Why today’s data quality issues are harder to detect
In a new article for Research World, DQC CEO Bob Fawson examines how today’s risks develop across the research ecosystem
Data quality challenges in market research now emerge differently than they did even a few years ago. While tools and processes have advanced, many quality failures originate earlier and accumulate across studies rather than appearing as isolated issues within a single project.
In his recent article for Research World, Data Quality Co-op’s Bob Fawson describes how current data quality risks are shaped by respondent behavior across an interconnected research ecosystem. Participants move between suppliers, surveys and platforms, carrying patterns of engagement, incentives and experience that are not visible within individual datasets. As a result, quality signals develop longitudinally rather than presenting as discrete anomalies.

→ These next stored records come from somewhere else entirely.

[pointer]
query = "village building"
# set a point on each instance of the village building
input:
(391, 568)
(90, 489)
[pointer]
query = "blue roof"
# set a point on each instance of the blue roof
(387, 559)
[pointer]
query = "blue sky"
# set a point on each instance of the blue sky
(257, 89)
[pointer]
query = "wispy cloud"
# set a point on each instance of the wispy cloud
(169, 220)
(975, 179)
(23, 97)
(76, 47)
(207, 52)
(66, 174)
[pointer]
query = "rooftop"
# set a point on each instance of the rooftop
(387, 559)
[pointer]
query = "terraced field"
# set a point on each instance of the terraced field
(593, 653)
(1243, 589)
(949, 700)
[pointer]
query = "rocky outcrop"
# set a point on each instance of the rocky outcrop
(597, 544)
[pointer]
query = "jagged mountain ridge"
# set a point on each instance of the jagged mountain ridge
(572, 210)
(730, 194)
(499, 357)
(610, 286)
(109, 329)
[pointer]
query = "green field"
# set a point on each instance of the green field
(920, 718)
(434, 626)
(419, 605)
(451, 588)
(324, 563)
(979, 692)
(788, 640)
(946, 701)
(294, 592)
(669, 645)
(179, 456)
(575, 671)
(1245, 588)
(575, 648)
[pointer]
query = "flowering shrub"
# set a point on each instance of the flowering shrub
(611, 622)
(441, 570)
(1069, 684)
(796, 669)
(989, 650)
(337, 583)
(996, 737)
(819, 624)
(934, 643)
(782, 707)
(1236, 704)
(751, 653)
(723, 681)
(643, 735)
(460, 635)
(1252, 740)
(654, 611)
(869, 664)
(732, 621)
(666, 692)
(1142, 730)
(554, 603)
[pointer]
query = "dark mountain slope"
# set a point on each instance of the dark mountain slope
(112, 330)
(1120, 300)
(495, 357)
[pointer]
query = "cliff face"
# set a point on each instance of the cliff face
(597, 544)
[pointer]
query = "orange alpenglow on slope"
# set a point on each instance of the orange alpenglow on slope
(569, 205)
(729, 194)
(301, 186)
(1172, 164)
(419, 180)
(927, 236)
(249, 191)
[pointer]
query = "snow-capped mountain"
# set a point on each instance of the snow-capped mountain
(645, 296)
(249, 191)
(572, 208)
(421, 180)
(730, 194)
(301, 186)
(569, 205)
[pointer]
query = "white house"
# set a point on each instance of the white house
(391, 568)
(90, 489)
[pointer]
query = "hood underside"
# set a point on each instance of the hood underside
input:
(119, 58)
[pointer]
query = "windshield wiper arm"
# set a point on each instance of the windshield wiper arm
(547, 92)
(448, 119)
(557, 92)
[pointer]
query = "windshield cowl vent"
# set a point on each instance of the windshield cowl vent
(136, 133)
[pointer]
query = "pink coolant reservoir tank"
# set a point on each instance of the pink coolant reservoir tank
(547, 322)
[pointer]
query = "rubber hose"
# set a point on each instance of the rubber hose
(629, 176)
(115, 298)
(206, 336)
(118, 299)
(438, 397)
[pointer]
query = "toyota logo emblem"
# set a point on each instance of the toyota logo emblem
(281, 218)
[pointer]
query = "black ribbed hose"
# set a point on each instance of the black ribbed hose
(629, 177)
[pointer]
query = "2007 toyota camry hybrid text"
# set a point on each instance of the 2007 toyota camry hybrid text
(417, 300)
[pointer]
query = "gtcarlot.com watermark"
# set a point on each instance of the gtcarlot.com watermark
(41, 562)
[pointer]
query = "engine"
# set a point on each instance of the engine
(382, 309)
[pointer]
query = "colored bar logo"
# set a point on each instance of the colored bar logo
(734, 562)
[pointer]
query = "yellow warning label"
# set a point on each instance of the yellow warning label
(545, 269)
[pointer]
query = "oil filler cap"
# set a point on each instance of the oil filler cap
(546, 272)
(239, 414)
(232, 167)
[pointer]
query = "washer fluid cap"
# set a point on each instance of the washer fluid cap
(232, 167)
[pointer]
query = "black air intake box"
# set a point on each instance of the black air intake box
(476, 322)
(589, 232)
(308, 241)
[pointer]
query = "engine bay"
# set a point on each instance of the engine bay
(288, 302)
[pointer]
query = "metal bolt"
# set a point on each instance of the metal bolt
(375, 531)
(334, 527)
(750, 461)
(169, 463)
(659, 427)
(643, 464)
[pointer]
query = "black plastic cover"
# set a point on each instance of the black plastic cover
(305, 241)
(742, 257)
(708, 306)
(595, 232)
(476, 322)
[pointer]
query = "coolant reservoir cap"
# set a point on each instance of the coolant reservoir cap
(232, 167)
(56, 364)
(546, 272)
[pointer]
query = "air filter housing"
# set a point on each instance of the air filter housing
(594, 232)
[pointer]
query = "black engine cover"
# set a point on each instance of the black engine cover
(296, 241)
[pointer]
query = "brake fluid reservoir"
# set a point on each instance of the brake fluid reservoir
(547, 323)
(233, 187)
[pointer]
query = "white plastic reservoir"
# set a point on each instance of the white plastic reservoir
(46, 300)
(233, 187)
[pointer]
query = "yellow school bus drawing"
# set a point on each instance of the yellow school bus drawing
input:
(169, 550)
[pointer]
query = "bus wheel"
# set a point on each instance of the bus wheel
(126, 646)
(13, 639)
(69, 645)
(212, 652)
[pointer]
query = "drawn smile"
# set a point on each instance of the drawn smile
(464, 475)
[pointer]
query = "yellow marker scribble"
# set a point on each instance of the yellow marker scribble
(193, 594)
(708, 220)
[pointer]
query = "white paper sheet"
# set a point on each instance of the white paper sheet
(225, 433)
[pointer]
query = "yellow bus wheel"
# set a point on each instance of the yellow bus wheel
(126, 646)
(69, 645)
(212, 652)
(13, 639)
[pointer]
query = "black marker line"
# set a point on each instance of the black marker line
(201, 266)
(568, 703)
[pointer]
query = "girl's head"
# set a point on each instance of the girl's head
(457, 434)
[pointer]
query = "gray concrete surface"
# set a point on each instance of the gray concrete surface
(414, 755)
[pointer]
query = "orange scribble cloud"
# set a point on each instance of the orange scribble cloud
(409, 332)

Many quality controls continue to focus on what can be observed within a single study. These controls assess response behavior during fieldwork or after completion. They do not account for prior participation or cumulative exposure that influences how respondents engage over time.
Bob discusses how this limits visibility into emerging risk. Data can meet formal checks while showing reduced reliability for analysis and use in decision-making, and these patterns are difficult to detect without reference beyond the immediate project.
The article, “The quality problem changed. Our tools didn’t,” describes how this gap affects research outcomes. Quality issues appear gradually rather than as clear breakpoints, and the absence of shared context makes it harder to distinguish between project-specific effects and broader participation dynamics.
This perspective aligns with how Data Quality Co-op approaches measurement. Through our unique platform and new Data Trust Score, we aggregate quality indicators across studies and suppliers to provide longitudinal context on respondent behavior. These shared signals support earlier identification of risk and more informed decisions before fieldwork begins.